Before you file for Chapter 13 Bankruptcy you should know if you are eligible and fulfill the conditions given below.

  • In order to file for Chapter 13 bankruptcy you will need to have a stable income with assets or disposal income (money left over after you pay for your basic needs like rent, food and utilities etc.).
  • Other criteria to qualify for Chapter 13 bankruptcy is that you cannot have more than $1,081,400 in secured debt which includes property or other assets that a creditor may take if you do not make payments. The unsecured debt amount which includes credit cards and other type of debt that is not tied to real assets caps off at $360,475. These amounts change periodically to reflect Price Index adjustments.
  • Individuals should prove that they have filed Federal and State income taxes for the last four years prior to filing Chapter 13.
  • Individuals or husbands and wives who file jointly are eligible for Chapter 13 whereas businesses are not eligible and must file Chapter 11.
  • You are not eligible to file for Chapter 13 bankruptcy if a previous bankruptcy petition was dismissed within the last 180 days. The petition could have been dismissed because you failed to appear in court or did not comply with the court orders. The bankruptcy petition could also have been voluntarily dismissed by the creditors.
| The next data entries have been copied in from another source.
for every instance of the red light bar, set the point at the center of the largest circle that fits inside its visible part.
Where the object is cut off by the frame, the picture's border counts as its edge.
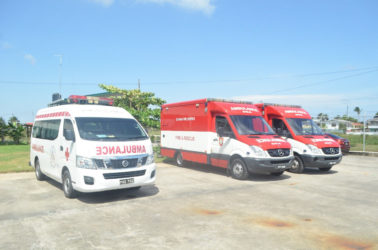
(79, 99)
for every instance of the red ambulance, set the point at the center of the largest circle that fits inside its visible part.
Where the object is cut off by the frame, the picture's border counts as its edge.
(227, 134)
(312, 148)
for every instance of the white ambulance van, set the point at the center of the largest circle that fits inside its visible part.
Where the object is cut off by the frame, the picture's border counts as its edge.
(91, 148)
(223, 133)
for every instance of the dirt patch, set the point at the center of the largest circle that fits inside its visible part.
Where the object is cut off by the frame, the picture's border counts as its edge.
(207, 212)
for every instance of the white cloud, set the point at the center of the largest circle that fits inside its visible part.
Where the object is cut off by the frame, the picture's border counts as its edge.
(105, 3)
(30, 59)
(205, 6)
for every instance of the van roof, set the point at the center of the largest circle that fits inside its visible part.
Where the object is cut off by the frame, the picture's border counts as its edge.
(80, 110)
(287, 111)
(204, 100)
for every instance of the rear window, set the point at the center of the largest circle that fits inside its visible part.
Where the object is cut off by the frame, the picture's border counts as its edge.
(47, 130)
(109, 129)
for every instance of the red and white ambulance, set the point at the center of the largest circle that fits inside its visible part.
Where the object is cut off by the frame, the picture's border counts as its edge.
(311, 147)
(227, 134)
(90, 148)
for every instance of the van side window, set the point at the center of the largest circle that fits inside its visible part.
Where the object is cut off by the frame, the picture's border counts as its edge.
(280, 128)
(223, 127)
(67, 128)
(47, 130)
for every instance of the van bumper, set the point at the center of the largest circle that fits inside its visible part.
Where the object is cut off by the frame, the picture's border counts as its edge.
(100, 183)
(315, 161)
(270, 165)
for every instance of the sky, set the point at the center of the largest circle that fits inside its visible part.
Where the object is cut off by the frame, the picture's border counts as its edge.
(322, 55)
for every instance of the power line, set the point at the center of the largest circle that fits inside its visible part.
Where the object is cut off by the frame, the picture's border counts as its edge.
(322, 82)
(371, 69)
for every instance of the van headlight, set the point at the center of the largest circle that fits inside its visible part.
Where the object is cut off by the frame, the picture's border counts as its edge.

Chapter 13 – Advantages and Disadvantages

Advantages :
  • It is essentially a consolidation loan as you make monthly payments to a court -appointed trustee, who will then distribute the money to your creditors.
  • You will be free from harassing creditors who are not allowed to contact you and must go through the trustee instead.
  • You can extend the amount of time you have to pay off your debts
  • In case you fall behind on your mortgage or in danger of foreclosure, the Chapter 13 repayment plan will help you to save your home and make the payments on your mortgage.
  • Certain secured debts like car loans can be rescheduled and extended over and above the Chapter 13 repayment plan. This can lower your monthly payments
  • The creditor cannot collect a consumer debt from the co-signer as Chapter 13 has a special provision that protects co-signers and defined it something purchased for a personal, family or household purpose.
Disadvantages :
  • It can take 3 to 5 years to complete the process whereas Chapter 7 takes 4-6 months.
  • It will completely ruin your credit score and stays on your credit report for 10 years.
  • You will find it difficult to get credit for the next three to five years and all your cash will be tied up in living expenses or debt repayments.
  • If you have gone through Chapter 13 bankruptcy in the last six years, it will make it more difficult for you to declare for Chapter 7 later on.